Untuk itu di kalangan Orang Bati apabila berlangsung per-kawinan sedarah (misalnya satu marga) menurut adat adalah syah, karena falsafah mereka yaitu saling menjaga dan melindungi. Untuk itu eksistensi seorang perempuan (nina) menjadi penting. Hal ini diakui oleh adat karena tidak mempermalukan martabat keluarganya. Selain itu juga di antara mempelai sudah saling mengenal secara dekat, me-ngetahui kekuarangan di antara mereka. Untuk itu perkawinan sedarah dilakukan Orang Bati adalah syah menurut adat, dan hal ini dilakukan juga untuk menghindari pembayaran harta kawin berupa hutan sagu (yesu kiya). Dalam tradisi, adat-istiadat, dan budaya di Tana (Tanah) Bati pada masa lampau apabila dilaksanakan perkawinan, maka mahar (harta kawin) yang harus dibayar oleh pihak keluarga laki-laki kepada pihak perempuan adalah hutan sagu (yesu kiya). Apabila perkawinan berlangsung di luar saudara dekat dapat menyebabkan hutan sagu (yesu kiya) menjadi habis. Dewasa ini hutan sagu (yesu kiya) tidak digunakan

lagi sebagai mahar (harta kawin) karena Orang Bati sudah mengenal uang sebagai alat tukar yang syah dengan syarat jumlah uang yaitu bernila Siwa (Sembilan) atau Lima (Lima) sesuai kesepakatan bersama dari pihak laki maupun perempuan.

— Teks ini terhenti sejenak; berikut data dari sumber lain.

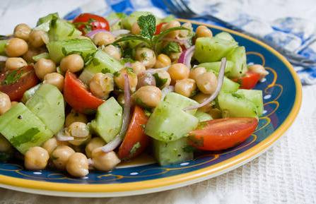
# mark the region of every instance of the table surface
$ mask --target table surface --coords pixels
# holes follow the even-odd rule
[[[39,17],[48,13],[58,11],[62,16],[88,1],[1,0],[1,34],[11,32],[18,23],[34,25]],[[304,86],[302,107],[295,121],[273,148],[244,166],[204,182],[114,198],[50,197],[0,188],[0,204],[316,203],[315,102],[316,85]]]

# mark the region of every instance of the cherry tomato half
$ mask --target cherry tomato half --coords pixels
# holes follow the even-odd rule
[[[76,75],[69,71],[65,76],[64,97],[71,107],[81,113],[91,112],[104,102],[88,92]]]
[[[148,117],[144,110],[135,106],[129,128],[119,148],[118,155],[120,159],[127,160],[137,157],[147,148],[149,137],[145,134],[144,130],[147,121]]]
[[[83,35],[98,29],[110,30],[107,20],[102,16],[93,13],[81,13],[74,19],[73,23]]]
[[[245,141],[258,125],[255,118],[227,118],[200,124],[189,133],[192,145],[203,150],[222,150]]]
[[[0,73],[0,91],[7,94],[11,101],[19,101],[24,92],[37,83],[38,78],[32,66]]]

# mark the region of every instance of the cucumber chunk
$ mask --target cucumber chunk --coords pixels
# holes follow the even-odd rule
[[[160,102],[146,126],[146,133],[160,141],[177,140],[195,129],[199,119],[181,108]]]
[[[98,107],[95,119],[90,128],[105,142],[109,143],[119,133],[123,109],[114,97],[110,97]]]
[[[180,108],[181,109],[189,106],[199,104],[194,100],[173,92],[168,93],[163,99],[163,101],[178,108]],[[187,111],[187,113],[194,115],[196,112],[197,109],[193,109]]]
[[[79,54],[86,61],[96,51],[94,43],[88,39],[71,39],[49,42],[47,44],[50,59],[59,64],[62,59],[70,54]]]
[[[247,90],[239,89],[237,94],[242,95],[245,97],[254,104],[258,112],[258,116],[261,116],[263,113],[263,99],[262,91],[261,90]]]
[[[219,107],[226,117],[257,117],[256,105],[244,95],[221,92],[218,97]]]
[[[0,116],[0,133],[22,154],[30,148],[40,146],[54,135],[23,103]]]
[[[227,56],[227,59],[234,63],[234,67],[228,75],[229,78],[240,78],[247,72],[247,57],[245,47],[235,48]]]
[[[218,61],[237,45],[236,42],[221,38],[199,37],[195,42],[194,58],[199,63]]]
[[[48,36],[49,41],[59,41],[75,38],[81,35],[75,26],[63,19],[53,19],[50,23]]]
[[[185,152],[188,146],[187,138],[165,143],[153,140],[153,152],[160,165],[173,164],[193,159],[193,152]]]
[[[91,61],[84,68],[79,79],[84,83],[89,83],[90,80],[97,73],[111,73],[121,70],[124,66],[103,51],[98,49]]]
[[[64,97],[54,85],[42,84],[25,104],[54,133],[58,133],[65,122]]]

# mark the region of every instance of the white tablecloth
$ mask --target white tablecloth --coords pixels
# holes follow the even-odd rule
[[[20,23],[33,25],[39,17],[49,12],[59,11],[63,16],[88,1],[1,0],[1,33],[11,32]],[[165,192],[114,198],[50,197],[0,188],[0,204],[316,203],[315,104],[316,85],[303,87],[298,118],[272,148],[238,169],[204,182]]]

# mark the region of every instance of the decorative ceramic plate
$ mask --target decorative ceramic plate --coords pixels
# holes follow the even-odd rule
[[[181,20],[181,21],[187,21]],[[192,22],[196,28],[201,23]],[[243,143],[193,160],[160,167],[148,156],[110,172],[93,171],[74,179],[51,169],[25,170],[21,163],[0,163],[0,186],[51,196],[114,197],[165,191],[209,179],[254,159],[270,148],[294,121],[301,103],[301,85],[293,67],[274,49],[243,34],[211,25],[214,34],[226,31],[247,51],[249,64],[267,67],[269,75],[256,89],[263,91],[264,111],[256,131]]]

Sebagai contoh dikemukakan bahwa dalam rumah dari bapak DahSi di Kampung atau Dusun Bati Kilusi (Bati Awal) sangat dipercaya oleh Orang Bati karena leluhur mereka ketika turun dari hutan dan gunung (madudu atamae yeisa tua ukara) menempati wilayah Kampung atau Dusun Bati Kilusi (Bati Awal). Rumah ini merupakan kelompok marga Pata Siwa yang terdapat di Kampung atau Dusun Bati Kilusi (Bati Awal) hidup menyatu dengan marga Patalima yang mendiami lokasi kediaman yang sama. Hal ini berarti Orang Patasiwa dan Orang Patalima di Tana (Tanah) Bati hidup dalam teritorial, karena mereka telah terintegrasi sejak awal dilakukannya Esuriun Orang Bati. Rumah ini merupakan salah satu rumah yang dijadikan sebagai tempat berlindung oleh peneliti ketika melakukan penelitian di Tana (Tanah) Bati dapat dilihat pada gambar 19 a dan 19 b berikut ini:

Gambar 19.a

Kondisi Rumah Orang Bati di Kampung atau Dusun Bati Kilusi (Bati Awal) Lokasi Pemukiman Pegunungan

Gambar 19.b

Kondisi Rumah Orang Bati di Kampung atau Dusun Aerweul (Bati Dalam) Lokasi Pemukiman Pegunungan

Diskusi bersama dengan Orang Bati yang mendiami Dusun Bati Rumbou (Bati Tengah), Bati Rumoga (Bati Pantai), dan Bati Uta (Bati Pantai), mereka mengemukakan bahwa Kampung atau Dusun Bati Kilusi (Bati Awal) merupakan wilayah yang sakral bagi Orang Bati. Wilayah ini tidak boleh didatangi oleh orang luar secara sembarangan, kecuali telah memperoleh persetujuan dari kelompok Bati Pantai, Bati Tengah, dan Bati Dalam. Adat ini masih dipegang kuat oleh Orang Bati sampai saat ini.